Quello di Matteo Ascheri, al comando del più prestigioso consorzio del Piemonte, è un lavoro di visione, tutela e promozione. E il tutto è fatto con un approccio erga omnes. Verso tutti i produttori, ovviamente.
Sono 500 le aziende consorziate che insieme vinificano oltre 10 mila ettari di vigneti nelle denominazioni Dogliani, Dolcetto d’Alba, Diano d’Alba, Barbera d’Alba, Nebbiolo d’Alba, Verduno Pelaverga, Alba, Barbaresco e Barolo, per una produzione che sfiora i 65 milioni di bottiglie. Oltre alla sua capacità di ascolto, è sorprendente quella di analisi. Non nega a nessuno un confronto, e già dai primi attimi si percepiscono il coraggio e il desiderio di voler imprimere una svolta decisa al consorzio da lui presieduto.
Da tempo si parla della crescita esponenziale registrata soprattutto dal Barolo, di cui si producono oggi oltre 14,5 milioni di bottiglie, vendute a prezzi decisamente disomogenei. Il problema andava e va affrontato. Come? Il piano di Ascheri prevede il controllo dell’offerta concentrandosi sul commercio del vino sfuso e delle bottiglie presenti nella GDO a prezzi troppo bassi. E non è finita qui: la prima azione concreta della sua politica è stata il blocco ai nuovi impianti per gestire e fermare questa crescita. Semaforo rosso dunque a nuovi vigneti fino al 2022. Con i risultati di questa scelta da raccogliere tra almeno 7 anni. A questa, si aggiungono quella dell’abbassamento delle rese, da 80 a 70 quintali per ettaro, delle Mega e l’idea di inserire una “riserva vendemmiale”. Quest’ultima è una proposta al momento sul tavolo, ma non ancora sviluppata.
Sicuramente tra i principali obiettivi c’è quello di rivolgersi non più soltanto al trade ma anche ai consumatori finali, sempre più preparati e attenti al benessere del portafogli. E così, in agenda ci sono eventi locali e internazionali per presentare le nuove annate di Barolo e Barbaresco e per consentire a tutte le cantine consorziate di proporre le proprie etichette.

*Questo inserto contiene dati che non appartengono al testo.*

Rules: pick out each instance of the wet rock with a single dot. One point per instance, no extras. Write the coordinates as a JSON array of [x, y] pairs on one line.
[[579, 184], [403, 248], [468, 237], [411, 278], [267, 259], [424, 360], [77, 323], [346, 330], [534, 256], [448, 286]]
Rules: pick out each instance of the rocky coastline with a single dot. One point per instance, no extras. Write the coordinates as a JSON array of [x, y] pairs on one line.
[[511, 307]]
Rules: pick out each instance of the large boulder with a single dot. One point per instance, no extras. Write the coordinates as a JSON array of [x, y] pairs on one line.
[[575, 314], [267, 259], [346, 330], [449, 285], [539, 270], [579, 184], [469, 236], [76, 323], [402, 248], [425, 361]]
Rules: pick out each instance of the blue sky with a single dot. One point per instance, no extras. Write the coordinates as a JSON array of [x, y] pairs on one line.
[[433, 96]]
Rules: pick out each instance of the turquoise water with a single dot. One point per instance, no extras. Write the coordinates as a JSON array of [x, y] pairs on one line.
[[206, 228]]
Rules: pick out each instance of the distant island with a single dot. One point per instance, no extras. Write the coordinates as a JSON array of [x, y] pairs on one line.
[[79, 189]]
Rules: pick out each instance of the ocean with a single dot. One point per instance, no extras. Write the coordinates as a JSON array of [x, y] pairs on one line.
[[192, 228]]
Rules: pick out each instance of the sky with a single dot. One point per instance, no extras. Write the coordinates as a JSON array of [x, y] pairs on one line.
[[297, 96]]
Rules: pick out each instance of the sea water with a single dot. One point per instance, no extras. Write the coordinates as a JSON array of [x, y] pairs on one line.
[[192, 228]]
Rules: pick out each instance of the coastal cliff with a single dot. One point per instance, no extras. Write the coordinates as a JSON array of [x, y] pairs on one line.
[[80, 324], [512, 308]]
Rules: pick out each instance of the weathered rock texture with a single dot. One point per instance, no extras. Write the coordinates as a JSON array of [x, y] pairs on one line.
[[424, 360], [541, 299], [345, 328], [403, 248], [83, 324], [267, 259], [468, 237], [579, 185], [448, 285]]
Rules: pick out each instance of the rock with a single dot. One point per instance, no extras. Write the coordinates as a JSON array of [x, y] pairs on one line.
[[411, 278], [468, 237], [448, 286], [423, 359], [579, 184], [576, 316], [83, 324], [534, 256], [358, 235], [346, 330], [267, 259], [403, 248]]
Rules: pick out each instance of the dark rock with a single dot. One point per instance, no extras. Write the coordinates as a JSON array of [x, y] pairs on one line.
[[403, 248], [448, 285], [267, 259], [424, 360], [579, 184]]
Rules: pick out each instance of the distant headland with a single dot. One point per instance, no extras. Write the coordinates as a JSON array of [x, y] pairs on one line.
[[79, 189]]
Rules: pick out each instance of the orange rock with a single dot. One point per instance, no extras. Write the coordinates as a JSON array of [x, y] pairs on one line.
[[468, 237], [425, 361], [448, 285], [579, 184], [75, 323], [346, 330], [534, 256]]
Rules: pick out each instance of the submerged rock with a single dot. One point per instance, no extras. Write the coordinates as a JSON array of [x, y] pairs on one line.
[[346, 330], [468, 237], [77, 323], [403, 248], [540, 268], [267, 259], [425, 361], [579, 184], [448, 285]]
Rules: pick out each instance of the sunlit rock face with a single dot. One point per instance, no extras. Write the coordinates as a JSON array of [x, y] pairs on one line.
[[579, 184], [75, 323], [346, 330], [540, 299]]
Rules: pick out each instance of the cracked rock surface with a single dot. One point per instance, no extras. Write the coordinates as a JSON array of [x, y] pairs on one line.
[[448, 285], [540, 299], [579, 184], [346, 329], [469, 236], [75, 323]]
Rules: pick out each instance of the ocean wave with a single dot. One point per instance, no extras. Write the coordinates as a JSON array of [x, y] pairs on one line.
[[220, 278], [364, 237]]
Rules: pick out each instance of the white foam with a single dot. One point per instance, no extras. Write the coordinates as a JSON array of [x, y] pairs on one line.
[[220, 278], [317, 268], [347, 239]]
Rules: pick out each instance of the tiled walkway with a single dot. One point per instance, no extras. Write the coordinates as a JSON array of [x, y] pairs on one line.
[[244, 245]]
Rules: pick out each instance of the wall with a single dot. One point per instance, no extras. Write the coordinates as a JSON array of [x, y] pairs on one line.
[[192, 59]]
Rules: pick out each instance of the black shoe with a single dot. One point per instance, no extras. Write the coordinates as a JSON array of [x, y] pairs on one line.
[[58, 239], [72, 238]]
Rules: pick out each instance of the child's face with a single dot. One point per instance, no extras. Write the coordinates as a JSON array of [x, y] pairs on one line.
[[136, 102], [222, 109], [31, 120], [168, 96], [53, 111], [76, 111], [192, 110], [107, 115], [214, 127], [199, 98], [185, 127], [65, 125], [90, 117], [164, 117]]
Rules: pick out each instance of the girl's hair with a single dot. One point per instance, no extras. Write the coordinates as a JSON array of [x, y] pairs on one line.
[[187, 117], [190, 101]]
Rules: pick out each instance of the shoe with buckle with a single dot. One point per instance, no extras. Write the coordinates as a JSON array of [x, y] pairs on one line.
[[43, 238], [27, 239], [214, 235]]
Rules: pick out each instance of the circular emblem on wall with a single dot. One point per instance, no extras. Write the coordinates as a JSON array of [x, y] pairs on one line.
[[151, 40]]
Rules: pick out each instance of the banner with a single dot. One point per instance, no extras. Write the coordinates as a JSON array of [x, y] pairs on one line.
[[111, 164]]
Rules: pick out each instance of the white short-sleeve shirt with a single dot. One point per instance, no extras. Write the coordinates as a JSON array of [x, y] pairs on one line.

La promozione dunque come strumento e stimolo per i produttori stessi, liberi di potersi confrontare con il mercato. In equilibrio, da qualche anno, nonostante una lieve contrazione registrata con il millesimo 2014. Stabile invece il Barbaresco.
Ma qual è la sfida più grande di Ascheri? Il riposizionamento dell’offerta, con bottiglie vendute a prezzi più cari, e non il suo incremento così da evitare “guerre dei prezzi”.

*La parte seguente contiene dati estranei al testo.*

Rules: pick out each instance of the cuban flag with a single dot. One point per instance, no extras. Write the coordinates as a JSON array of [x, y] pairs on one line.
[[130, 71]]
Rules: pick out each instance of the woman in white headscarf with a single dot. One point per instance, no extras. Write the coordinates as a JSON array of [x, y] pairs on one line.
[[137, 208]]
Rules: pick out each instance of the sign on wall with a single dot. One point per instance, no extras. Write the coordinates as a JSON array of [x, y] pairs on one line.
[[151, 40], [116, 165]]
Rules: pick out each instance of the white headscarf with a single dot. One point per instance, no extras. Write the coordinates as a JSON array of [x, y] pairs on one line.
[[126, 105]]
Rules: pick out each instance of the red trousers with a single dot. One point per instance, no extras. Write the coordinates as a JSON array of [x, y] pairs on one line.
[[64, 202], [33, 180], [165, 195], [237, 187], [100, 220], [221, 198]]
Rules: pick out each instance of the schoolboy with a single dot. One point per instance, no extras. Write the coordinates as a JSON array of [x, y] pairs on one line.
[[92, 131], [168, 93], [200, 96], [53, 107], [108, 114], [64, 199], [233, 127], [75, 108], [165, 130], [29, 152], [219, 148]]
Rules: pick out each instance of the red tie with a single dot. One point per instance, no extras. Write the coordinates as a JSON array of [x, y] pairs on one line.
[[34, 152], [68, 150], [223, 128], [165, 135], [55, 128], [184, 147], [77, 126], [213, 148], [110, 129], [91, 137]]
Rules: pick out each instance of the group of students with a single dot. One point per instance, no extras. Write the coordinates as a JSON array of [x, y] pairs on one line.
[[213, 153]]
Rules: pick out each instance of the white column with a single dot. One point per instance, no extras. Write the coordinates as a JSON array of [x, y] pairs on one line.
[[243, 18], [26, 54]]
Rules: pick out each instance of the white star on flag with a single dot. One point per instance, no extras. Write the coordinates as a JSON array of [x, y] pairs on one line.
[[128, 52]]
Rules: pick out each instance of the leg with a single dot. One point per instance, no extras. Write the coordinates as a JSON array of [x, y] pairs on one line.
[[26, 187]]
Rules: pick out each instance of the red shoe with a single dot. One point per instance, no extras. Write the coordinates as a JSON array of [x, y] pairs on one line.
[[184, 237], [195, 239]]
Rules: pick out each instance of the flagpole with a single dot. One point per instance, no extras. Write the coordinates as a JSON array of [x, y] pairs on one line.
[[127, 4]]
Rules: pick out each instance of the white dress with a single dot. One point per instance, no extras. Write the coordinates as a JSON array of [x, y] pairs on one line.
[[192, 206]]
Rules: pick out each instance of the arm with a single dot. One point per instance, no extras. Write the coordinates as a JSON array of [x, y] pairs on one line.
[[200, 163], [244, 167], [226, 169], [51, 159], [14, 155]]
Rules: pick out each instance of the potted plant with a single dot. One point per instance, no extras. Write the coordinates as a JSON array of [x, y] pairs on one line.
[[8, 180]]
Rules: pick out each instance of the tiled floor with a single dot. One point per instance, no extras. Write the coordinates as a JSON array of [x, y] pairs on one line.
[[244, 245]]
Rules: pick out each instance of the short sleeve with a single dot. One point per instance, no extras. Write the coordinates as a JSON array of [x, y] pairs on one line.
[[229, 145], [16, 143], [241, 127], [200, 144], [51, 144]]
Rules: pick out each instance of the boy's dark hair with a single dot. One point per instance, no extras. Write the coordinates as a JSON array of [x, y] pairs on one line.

E quando si affronta il tema dei consumi, e gusto dei consumatori, il presidente ci conferma il trend positivo del Langhe Nebbiolo (6 milioni di bottiglie prodotte). Perché? Semplice, perché funziona. C’è la qualità, il nome (l’unione di Langhe e Nebbiolo), il prezzo e il “gusto stilistico” pressoché omogeneo in tutta la denominazione. Nato per rispondere a una domanda che richiede vini più aperti, di beva non troppo complessa e pronti, per un consumo più immediato. Un plauso, in questo caso, ai produttori, per la loro reattività e per aver colto in tempo reale il cambio dei gusti del mercato. Soprattutto dei consumatori più giovani.